Singh who was a special invitee at a national spices seminar in old Goa organised by ICAR-CCARI, said that, farmers are concerned over the cost of cultivation and marketing. “Minimizing the cost of production and providing farmers with ready market are the challenges before the programme,” he said.
The doubling of farmer income project has the ambitious target of transforming agriculture across all states. The former director of ICAR, Goa, who continues to be held in respect in the agriculture sector, remarked that, the project is not an easy task owing to the challenges it faces.
“Farmers lack the resources and unless they are provided with the resources they cannot participate in the government’s programme,” he said, adding that, another hurdle to the project is from climate change.

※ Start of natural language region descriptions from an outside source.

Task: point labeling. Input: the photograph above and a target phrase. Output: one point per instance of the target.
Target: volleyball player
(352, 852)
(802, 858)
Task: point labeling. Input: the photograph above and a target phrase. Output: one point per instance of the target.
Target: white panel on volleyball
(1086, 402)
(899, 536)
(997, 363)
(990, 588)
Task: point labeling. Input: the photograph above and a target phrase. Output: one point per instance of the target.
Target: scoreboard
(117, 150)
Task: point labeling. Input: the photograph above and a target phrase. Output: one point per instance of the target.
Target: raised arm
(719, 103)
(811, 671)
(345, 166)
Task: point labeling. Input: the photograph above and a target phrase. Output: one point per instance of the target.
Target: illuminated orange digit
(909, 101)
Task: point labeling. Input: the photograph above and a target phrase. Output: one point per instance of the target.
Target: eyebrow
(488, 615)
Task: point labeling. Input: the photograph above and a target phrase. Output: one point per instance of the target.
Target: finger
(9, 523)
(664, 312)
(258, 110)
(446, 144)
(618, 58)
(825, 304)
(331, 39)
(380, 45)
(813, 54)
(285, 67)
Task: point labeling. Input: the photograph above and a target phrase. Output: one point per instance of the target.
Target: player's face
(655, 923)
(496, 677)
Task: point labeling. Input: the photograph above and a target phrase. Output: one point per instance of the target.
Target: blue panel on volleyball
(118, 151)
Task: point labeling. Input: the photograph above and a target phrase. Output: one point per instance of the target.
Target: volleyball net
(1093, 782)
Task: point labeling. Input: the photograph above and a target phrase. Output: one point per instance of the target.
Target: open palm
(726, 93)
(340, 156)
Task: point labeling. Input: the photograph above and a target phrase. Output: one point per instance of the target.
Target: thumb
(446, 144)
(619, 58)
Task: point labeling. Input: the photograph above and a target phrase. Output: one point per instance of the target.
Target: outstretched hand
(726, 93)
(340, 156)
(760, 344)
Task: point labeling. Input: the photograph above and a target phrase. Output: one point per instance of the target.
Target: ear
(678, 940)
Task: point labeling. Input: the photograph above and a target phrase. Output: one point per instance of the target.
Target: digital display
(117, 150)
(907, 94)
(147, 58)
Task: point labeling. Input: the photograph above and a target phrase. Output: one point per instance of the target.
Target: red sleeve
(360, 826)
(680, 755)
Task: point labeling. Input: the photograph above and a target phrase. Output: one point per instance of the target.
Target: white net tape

“Climate change poses a roadblock. There is going to be droughts and excessive rainfall. The impact of climate change on agriculture will affect the farmer, government, politicians and everyone. The recent onion crisis is an example of the challenge from climate change,” said Singh.
The former director of ICAR, who post retirement worked with the Maharashtra government in doubling of farmer income project, pointed out that, scientists have to play an important role in identifying the varieties to fight the climate change problem.
Singh said that, more than doubling of income by 2022, Indian farmers would be happy if the government ensures continuous income throughout the year. He said that, shortage of planting material is also a problem faced by farmers and it could be another reason for the doubling project going off-track.
The national spices seminar hosted by ICAR- CCARI, Old Goa and the Directorate of Arecanut and Spices Development, Kozhikode, focused on emerging trends in production, processing and marketing. Singh pointed out that, several positive changes had come about in Goan agriculture over the years. Farmers in the state are comparatively better off in terms of market as they sell to Goa Bagayatdar which buys, processes and later supplies to the market, he said. However, planting material is a big issue.
“Every Goan loves to talk about Mancurad mango but provding 100 planting material of Mancurad is very difficult,” said Singh who experimented with Mancurad and planted it in Baramati where the trees produced “excellent quality of the fruit.”
According to the ICAR-Goa ex-director, the Goan system of kulagar is beneficial for farming as it results in “blending.” In kulagar the local farmer grows coconut, areca nut, spices (as intercrop) and does a bit of dairy farming fruit and keeps poultry. It is an integrated approach which needs to be replicated for doubling the farmer income, he said. Post retirement, Singh is back in Goa and plans on setting up a planting material farm.
The national seminar of spices revealed that, Goa’s contribution at the national level is meager as spices are grown as an inter-crop. Seminar participants said that, Goan farmers need to step up spice production owing to its high value and take up production on commercial scale. “Spice cultivation in Goa remains set in two-three produce such as pepper and areca nut,” pointed
The other issues that, that seminar addressed was of food safety. Like other agricultural produce, the export of spices is constrained due to the presence of pesticide residue.